The parent runs start, which causes the child process to fork. At this point, you have 2 processes, each of which is running the exact same code at the exact same point.
3a. The parent process hits that or next and jumps back to the top to read the next <INPUT> and start the process over.
3b. The child process does not hit the or next and continues running the code you give until it hits finish, where the child exits.
Meanwhile the parent process is busy going through the loop and creating a child each time through. After forking 3 children (or whatever you set the limit to) it blocks until one of the children exit. At which point, it immediately spawns a new child (resulting in step 3b for each child each time).
When the parent runs out of jobs, it jumps out the while loop (never having run anything in it itself) and then waits for all the remaining children to exit.
As you can see, any code in the loop after finish is called is never going to run in either the parent (because it doesn't do anything after or next within the loop) or the children (because they exit at finish).
I've never used Parallel::ForkManager, but it looks like you can put a run_on_finished hook to run some code at the finish if you want to put a print statement there at the end.
To find the problem, though, I'd suggest wrapping all the code between start and finish in an eval or use Try::Tiny and warn out the error to see if there's an exception happening in there that's breaking it. I'd expect such things to show up in STDERR when the child dies, though, so I'm not really sure that will help.

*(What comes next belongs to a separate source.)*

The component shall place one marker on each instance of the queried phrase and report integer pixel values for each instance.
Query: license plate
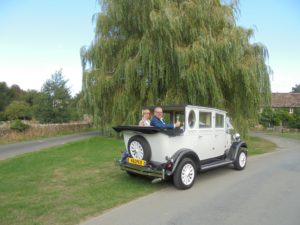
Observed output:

However, it's worth shot. Here's my suggestion in code, just showing the part I'd catch exceptions from:
# At the top add
use Try::Tiny;
# Later in your main loop
$pm->start() and next;
try {
$mech->get($url);
if($mech->success)
{
$tree=HTML::TreeBuilder::XPath->new();
$tree->parse($mech->content);
# do some processing here on the content and print the results to OUTPUT file
# once done then delete the root node
$tree->delete();
}
}
catch {
warn "Bad Stuff: ", $_;
};
$pm->finish();
That might help show you what's gone wrong.
If it does not help, you might try moving the try block to include more of the program (like nearly all of it after the use Try::Tiny line) and see if that elucidates anything.
The $pm->wait_all_children; function call waits for "ALL" the child processes to end and places a Blocking lock. I am not sure what kind of error handling you have done for $mech inside the if() statement, but you may want to re-visit that.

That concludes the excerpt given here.